Showing posts with label Morgans. Show all posts
Showing posts with label Morgans. Show all posts

Friday, January 10, 2014

Missouri Fox Trotter

History
 In the early 1800s, when it was popular to use your regular work horse as a race horse over the weekends, people needed horses that were strong with enough stamina to work all week and run during the weekends.

 Just after the Louisiana Purchase, many people travelled south, some to the foothills of Missouri's Ozark Mountains. They took with them horses they already owned, namely Arabians, Thoroughbreds, and Morgans, with the intent of crossing them with horses already in the area to create a perfect work-race horse. They were successful. The resulting horses were hard workers, willing to do what they were asked, whether that be working the farm, pulling a buggy, racing, or riding out on the trails. Settlers also noticed that the horse had developed a broken gait, which made them easier to ride.
The fox-trot. credit

 Later, Tennessee Walking Horses, Saddlebreds, and Standardbreds were added to the mix, further refining the Ozark horses. The broken gait developed into what is now called the fox-trot, thus the name Missouri Fox Trotter. Breeders selective bred to pass the gait on, and now the breed is synonymous with that unique gait.

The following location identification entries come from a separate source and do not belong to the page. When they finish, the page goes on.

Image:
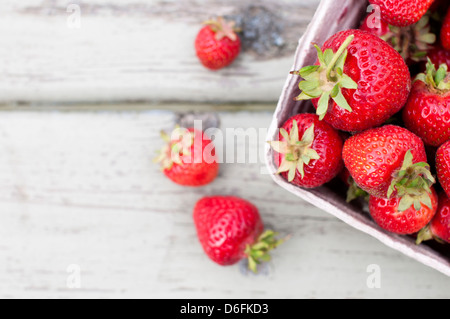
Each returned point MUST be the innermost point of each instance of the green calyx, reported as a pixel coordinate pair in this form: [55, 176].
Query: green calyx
[297, 153]
[412, 182]
[259, 252]
[326, 81]
[177, 145]
[438, 81]
[412, 42]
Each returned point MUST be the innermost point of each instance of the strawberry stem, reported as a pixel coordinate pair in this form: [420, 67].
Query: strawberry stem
[412, 183]
[259, 251]
[338, 55]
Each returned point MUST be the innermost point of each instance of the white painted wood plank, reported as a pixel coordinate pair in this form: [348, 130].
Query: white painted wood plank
[79, 188]
[133, 50]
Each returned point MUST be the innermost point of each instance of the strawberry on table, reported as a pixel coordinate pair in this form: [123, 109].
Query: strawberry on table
[439, 228]
[427, 112]
[230, 229]
[308, 151]
[390, 216]
[354, 191]
[388, 162]
[445, 32]
[217, 44]
[359, 81]
[188, 158]
[402, 13]
[443, 166]
[375, 26]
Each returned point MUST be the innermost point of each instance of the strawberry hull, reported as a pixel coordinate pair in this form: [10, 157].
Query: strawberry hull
[341, 15]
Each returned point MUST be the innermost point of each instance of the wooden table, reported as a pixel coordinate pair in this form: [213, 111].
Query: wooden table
[80, 195]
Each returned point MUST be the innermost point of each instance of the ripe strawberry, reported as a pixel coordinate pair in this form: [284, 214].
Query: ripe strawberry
[308, 151]
[231, 229]
[188, 158]
[443, 166]
[439, 228]
[438, 55]
[445, 32]
[427, 112]
[375, 26]
[359, 83]
[413, 42]
[390, 216]
[389, 161]
[217, 44]
[402, 13]
[354, 191]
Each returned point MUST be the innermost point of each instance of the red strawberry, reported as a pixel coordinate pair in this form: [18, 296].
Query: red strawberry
[231, 229]
[359, 83]
[402, 13]
[443, 166]
[413, 42]
[217, 44]
[389, 161]
[445, 32]
[354, 191]
[388, 214]
[308, 151]
[439, 228]
[438, 55]
[427, 112]
[188, 158]
[375, 26]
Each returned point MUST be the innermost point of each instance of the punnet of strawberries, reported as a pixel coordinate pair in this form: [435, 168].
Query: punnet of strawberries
[381, 126]
[382, 123]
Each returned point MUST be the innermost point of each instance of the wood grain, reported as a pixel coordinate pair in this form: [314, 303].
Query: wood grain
[132, 51]
[79, 188]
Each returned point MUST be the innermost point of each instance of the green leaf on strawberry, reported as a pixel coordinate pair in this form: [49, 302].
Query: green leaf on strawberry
[412, 183]
[327, 80]
[438, 81]
[297, 152]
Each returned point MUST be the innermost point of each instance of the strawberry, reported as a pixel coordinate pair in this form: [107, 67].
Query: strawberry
[443, 166]
[354, 191]
[308, 151]
[188, 158]
[217, 45]
[389, 161]
[427, 112]
[438, 55]
[411, 42]
[231, 229]
[445, 32]
[359, 81]
[439, 228]
[390, 216]
[375, 26]
[402, 13]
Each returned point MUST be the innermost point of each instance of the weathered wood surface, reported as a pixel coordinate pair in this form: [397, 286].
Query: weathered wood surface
[133, 50]
[79, 188]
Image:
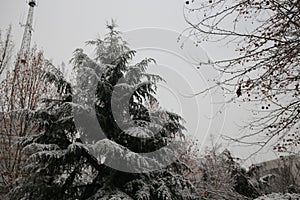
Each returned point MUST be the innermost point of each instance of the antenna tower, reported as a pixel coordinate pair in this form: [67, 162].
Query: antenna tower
[25, 45]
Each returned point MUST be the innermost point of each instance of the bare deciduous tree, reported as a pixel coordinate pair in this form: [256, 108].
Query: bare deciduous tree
[21, 92]
[265, 70]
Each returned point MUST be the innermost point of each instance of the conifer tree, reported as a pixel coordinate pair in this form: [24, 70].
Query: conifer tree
[99, 164]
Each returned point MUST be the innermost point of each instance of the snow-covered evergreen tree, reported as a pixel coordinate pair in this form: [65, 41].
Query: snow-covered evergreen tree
[115, 93]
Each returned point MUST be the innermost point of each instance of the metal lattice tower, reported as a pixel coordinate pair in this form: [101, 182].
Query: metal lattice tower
[25, 45]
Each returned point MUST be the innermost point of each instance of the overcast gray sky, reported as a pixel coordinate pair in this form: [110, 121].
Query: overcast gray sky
[61, 26]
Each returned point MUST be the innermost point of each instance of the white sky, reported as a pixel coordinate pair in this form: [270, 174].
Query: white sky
[61, 26]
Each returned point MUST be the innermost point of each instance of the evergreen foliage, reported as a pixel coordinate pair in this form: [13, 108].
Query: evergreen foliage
[60, 166]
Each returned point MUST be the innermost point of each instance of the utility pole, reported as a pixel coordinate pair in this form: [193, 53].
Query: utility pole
[25, 45]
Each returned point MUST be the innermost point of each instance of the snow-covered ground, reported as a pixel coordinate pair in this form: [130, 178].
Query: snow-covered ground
[279, 196]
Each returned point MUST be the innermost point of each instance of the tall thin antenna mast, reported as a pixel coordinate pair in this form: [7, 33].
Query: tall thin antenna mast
[25, 45]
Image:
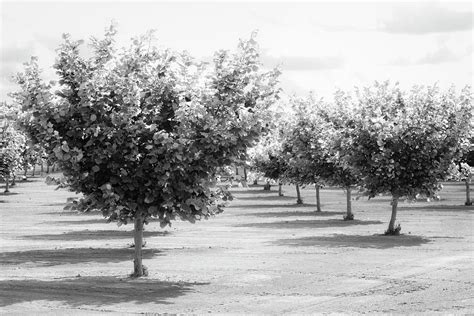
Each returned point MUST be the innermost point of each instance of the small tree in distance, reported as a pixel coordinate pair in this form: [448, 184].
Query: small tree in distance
[404, 144]
[140, 132]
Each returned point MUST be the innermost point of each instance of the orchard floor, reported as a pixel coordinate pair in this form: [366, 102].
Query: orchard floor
[263, 255]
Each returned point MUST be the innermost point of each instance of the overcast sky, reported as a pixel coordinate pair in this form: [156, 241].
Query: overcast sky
[321, 46]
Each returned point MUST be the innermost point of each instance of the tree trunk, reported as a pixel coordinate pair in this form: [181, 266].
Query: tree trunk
[391, 226]
[138, 269]
[318, 200]
[468, 192]
[267, 186]
[299, 200]
[280, 193]
[7, 180]
[349, 215]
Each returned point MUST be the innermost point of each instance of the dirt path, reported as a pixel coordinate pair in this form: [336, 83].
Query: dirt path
[264, 255]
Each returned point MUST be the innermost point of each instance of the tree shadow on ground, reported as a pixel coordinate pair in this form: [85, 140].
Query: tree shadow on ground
[258, 206]
[93, 291]
[79, 222]
[266, 198]
[94, 234]
[438, 208]
[250, 191]
[357, 241]
[73, 213]
[53, 257]
[309, 224]
[8, 193]
[293, 213]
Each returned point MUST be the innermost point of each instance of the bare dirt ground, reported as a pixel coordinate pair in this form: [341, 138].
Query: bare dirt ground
[263, 255]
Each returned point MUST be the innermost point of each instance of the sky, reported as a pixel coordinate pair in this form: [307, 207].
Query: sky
[320, 46]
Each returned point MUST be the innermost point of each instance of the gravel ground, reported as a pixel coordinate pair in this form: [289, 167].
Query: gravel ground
[263, 255]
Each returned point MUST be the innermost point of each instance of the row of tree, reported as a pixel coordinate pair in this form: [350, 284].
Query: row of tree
[142, 132]
[378, 140]
[18, 153]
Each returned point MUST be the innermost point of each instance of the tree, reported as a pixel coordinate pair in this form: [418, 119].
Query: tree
[404, 143]
[463, 170]
[267, 155]
[12, 142]
[140, 132]
[313, 147]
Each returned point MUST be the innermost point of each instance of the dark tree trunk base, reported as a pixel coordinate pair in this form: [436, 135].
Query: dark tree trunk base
[139, 275]
[393, 232]
[348, 217]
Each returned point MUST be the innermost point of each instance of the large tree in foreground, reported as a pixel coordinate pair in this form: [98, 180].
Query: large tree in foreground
[140, 132]
[404, 144]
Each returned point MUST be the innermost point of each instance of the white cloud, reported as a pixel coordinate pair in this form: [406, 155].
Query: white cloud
[322, 45]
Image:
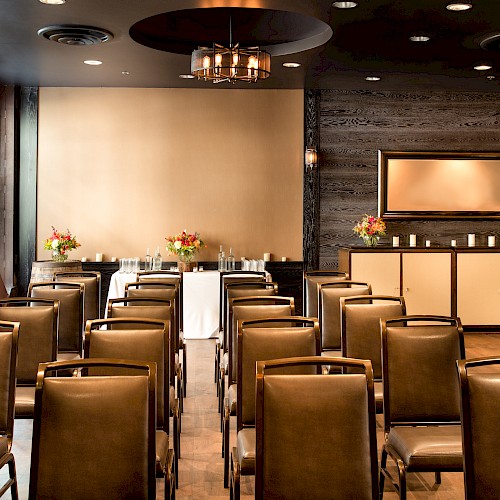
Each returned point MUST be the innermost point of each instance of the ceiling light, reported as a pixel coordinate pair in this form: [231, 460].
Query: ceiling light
[483, 67]
[420, 38]
[345, 5]
[459, 7]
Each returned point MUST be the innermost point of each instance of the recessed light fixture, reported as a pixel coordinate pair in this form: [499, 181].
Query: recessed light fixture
[420, 38]
[459, 7]
[345, 5]
[482, 67]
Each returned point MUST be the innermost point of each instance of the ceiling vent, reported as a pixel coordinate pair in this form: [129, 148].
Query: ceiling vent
[75, 35]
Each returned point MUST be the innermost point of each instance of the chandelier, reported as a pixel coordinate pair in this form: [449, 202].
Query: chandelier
[230, 64]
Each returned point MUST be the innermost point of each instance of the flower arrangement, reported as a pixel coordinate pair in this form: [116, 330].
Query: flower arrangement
[184, 245]
[370, 228]
[60, 243]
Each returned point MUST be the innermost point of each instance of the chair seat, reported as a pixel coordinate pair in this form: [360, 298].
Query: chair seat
[161, 452]
[25, 402]
[246, 450]
[428, 448]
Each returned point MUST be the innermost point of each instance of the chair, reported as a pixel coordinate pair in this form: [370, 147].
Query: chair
[70, 296]
[37, 344]
[147, 340]
[329, 295]
[258, 340]
[9, 334]
[94, 436]
[315, 435]
[479, 383]
[421, 396]
[360, 331]
[311, 279]
[92, 282]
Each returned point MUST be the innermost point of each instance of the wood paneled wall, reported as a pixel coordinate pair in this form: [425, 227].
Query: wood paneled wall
[354, 125]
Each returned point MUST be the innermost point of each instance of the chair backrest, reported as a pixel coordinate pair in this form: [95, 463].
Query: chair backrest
[94, 437]
[70, 296]
[92, 282]
[252, 308]
[38, 342]
[263, 339]
[312, 431]
[480, 407]
[146, 341]
[9, 335]
[310, 288]
[360, 326]
[329, 295]
[419, 355]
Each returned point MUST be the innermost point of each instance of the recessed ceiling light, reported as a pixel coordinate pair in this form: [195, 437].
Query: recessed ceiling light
[459, 7]
[420, 38]
[345, 5]
[482, 67]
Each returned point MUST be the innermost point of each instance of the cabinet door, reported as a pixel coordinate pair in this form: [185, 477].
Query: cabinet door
[381, 270]
[478, 288]
[427, 283]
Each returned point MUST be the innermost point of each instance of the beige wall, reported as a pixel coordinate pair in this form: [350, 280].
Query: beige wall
[123, 168]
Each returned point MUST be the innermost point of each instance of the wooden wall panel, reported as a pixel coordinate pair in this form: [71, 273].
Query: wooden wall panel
[354, 125]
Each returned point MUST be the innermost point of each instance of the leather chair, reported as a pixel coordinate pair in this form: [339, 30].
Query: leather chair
[92, 282]
[260, 340]
[329, 295]
[70, 296]
[311, 279]
[9, 334]
[480, 407]
[315, 435]
[146, 340]
[37, 344]
[94, 436]
[360, 331]
[422, 429]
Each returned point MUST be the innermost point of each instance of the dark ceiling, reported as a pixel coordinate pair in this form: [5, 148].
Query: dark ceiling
[151, 41]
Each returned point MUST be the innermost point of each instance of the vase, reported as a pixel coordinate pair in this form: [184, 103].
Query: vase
[59, 257]
[371, 240]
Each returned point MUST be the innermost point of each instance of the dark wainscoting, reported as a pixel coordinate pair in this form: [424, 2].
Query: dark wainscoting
[354, 125]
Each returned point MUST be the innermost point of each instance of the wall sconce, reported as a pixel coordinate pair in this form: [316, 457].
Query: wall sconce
[311, 158]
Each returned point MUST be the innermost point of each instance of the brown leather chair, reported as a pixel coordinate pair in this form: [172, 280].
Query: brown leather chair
[92, 282]
[329, 310]
[9, 333]
[360, 331]
[480, 407]
[258, 340]
[37, 344]
[311, 279]
[292, 410]
[70, 296]
[422, 429]
[94, 436]
[147, 340]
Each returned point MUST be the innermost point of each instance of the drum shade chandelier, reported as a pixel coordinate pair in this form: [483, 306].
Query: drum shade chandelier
[230, 64]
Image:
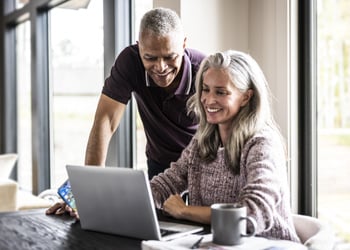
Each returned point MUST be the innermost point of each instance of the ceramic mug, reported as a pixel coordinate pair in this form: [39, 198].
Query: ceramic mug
[229, 223]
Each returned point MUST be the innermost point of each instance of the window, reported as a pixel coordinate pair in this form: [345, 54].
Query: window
[24, 112]
[76, 79]
[141, 7]
[333, 49]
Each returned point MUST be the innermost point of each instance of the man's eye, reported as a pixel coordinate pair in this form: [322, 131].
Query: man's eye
[172, 57]
[150, 58]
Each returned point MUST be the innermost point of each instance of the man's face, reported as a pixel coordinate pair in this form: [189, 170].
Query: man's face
[162, 56]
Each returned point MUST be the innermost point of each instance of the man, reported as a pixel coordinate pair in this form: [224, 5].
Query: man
[160, 72]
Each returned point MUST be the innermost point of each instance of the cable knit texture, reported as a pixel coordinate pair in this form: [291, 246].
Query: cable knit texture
[261, 186]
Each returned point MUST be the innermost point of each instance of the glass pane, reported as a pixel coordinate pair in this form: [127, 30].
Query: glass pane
[24, 106]
[334, 116]
[141, 6]
[76, 76]
[21, 3]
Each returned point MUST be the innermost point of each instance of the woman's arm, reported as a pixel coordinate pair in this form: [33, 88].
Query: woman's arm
[176, 207]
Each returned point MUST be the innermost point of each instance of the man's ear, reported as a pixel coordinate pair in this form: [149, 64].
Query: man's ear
[246, 97]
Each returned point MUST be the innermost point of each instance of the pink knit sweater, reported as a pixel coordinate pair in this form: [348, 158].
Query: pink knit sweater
[261, 185]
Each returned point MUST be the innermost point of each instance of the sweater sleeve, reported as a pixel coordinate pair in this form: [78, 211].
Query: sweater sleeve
[262, 192]
[174, 180]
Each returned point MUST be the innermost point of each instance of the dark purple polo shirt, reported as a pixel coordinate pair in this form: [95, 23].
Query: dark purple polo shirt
[167, 126]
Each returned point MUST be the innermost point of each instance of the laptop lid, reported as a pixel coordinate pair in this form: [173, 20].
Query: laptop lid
[117, 201]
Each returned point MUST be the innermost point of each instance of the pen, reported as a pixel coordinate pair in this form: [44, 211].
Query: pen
[196, 244]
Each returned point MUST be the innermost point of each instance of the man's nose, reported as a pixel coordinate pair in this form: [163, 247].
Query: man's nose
[161, 65]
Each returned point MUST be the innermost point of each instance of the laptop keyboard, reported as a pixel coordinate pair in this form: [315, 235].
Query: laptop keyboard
[165, 232]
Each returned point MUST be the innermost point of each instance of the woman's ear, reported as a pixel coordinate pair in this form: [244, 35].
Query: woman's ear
[246, 97]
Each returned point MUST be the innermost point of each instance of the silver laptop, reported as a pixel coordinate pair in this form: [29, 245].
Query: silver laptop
[119, 201]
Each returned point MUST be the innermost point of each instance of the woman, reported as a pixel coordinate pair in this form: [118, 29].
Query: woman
[237, 154]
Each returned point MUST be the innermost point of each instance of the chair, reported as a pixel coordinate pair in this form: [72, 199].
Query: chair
[11, 197]
[313, 233]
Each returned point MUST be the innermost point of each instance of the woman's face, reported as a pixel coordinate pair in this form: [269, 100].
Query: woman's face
[221, 100]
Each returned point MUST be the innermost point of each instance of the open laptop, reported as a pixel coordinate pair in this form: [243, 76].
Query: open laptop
[119, 201]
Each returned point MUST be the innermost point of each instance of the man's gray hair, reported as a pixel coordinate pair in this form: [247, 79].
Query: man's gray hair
[161, 21]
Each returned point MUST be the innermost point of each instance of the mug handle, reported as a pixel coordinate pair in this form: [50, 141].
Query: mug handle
[251, 220]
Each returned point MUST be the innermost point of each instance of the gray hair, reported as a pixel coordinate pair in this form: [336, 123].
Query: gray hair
[245, 74]
[161, 21]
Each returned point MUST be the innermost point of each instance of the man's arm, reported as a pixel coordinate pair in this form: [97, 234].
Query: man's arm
[107, 118]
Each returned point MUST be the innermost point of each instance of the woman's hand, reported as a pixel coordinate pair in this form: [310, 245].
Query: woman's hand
[60, 208]
[175, 206]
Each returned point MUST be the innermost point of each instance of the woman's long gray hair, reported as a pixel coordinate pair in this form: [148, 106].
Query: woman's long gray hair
[245, 74]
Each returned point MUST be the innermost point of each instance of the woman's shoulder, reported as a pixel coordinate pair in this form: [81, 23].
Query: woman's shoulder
[267, 136]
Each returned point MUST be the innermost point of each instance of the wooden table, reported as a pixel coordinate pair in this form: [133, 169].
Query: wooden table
[35, 230]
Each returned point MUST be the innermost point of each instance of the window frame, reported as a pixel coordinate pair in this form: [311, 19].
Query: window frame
[117, 35]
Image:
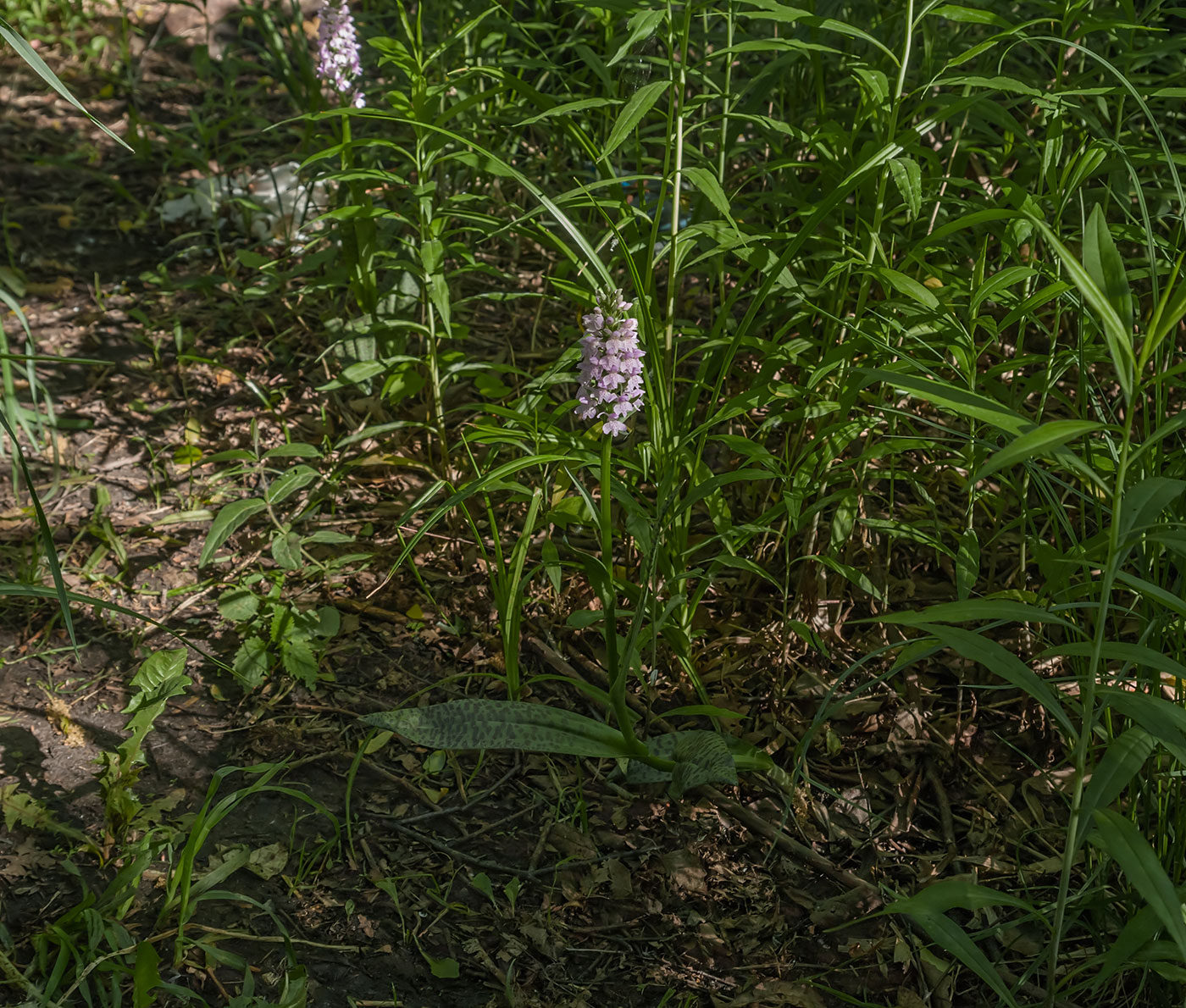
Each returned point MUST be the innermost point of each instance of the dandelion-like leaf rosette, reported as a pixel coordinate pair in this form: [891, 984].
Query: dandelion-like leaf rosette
[338, 63]
[611, 364]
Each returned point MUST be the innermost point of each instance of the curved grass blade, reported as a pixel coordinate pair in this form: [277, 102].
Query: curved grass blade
[39, 65]
[51, 553]
[1034, 442]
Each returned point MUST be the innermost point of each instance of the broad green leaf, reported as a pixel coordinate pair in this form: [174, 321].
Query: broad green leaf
[251, 664]
[906, 285]
[706, 181]
[1144, 501]
[999, 281]
[1161, 719]
[701, 758]
[145, 975]
[230, 518]
[1166, 316]
[1123, 841]
[299, 661]
[975, 15]
[39, 65]
[1135, 936]
[1120, 651]
[640, 103]
[1034, 442]
[502, 725]
[286, 551]
[978, 648]
[159, 679]
[967, 563]
[1124, 758]
[1103, 263]
[1117, 337]
[444, 969]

 The breed was popular among doctors, police officers, and post men due to its smooth gait.

 In 1948, the Missouri Fox Trotting Horse Breed Association was founded and opened to any horse that met the requirements. It wasn't until 1983 that the studbook was closed to all except those that had two registered parents. In 2002, the Missouri Fox Trotter became Missouri's state horse.

Breed Description and Uses
 Missouri Fox Trotters are compact and muscular, standing 14 to 16 hands high on average. They have wide barrels, sloping shoulders, rounded withers, and a powerful neck. The head has a straight profile, small ears, and expressive eyes. Fox Trotters come in many colors, including bay, chestnut, black, grey, and pinto.

 The breed is willing and usually easy to control, making them excellent workers, as well as partners. Today, they are used as endurance horses, ranch horses, or just as pleasure horses.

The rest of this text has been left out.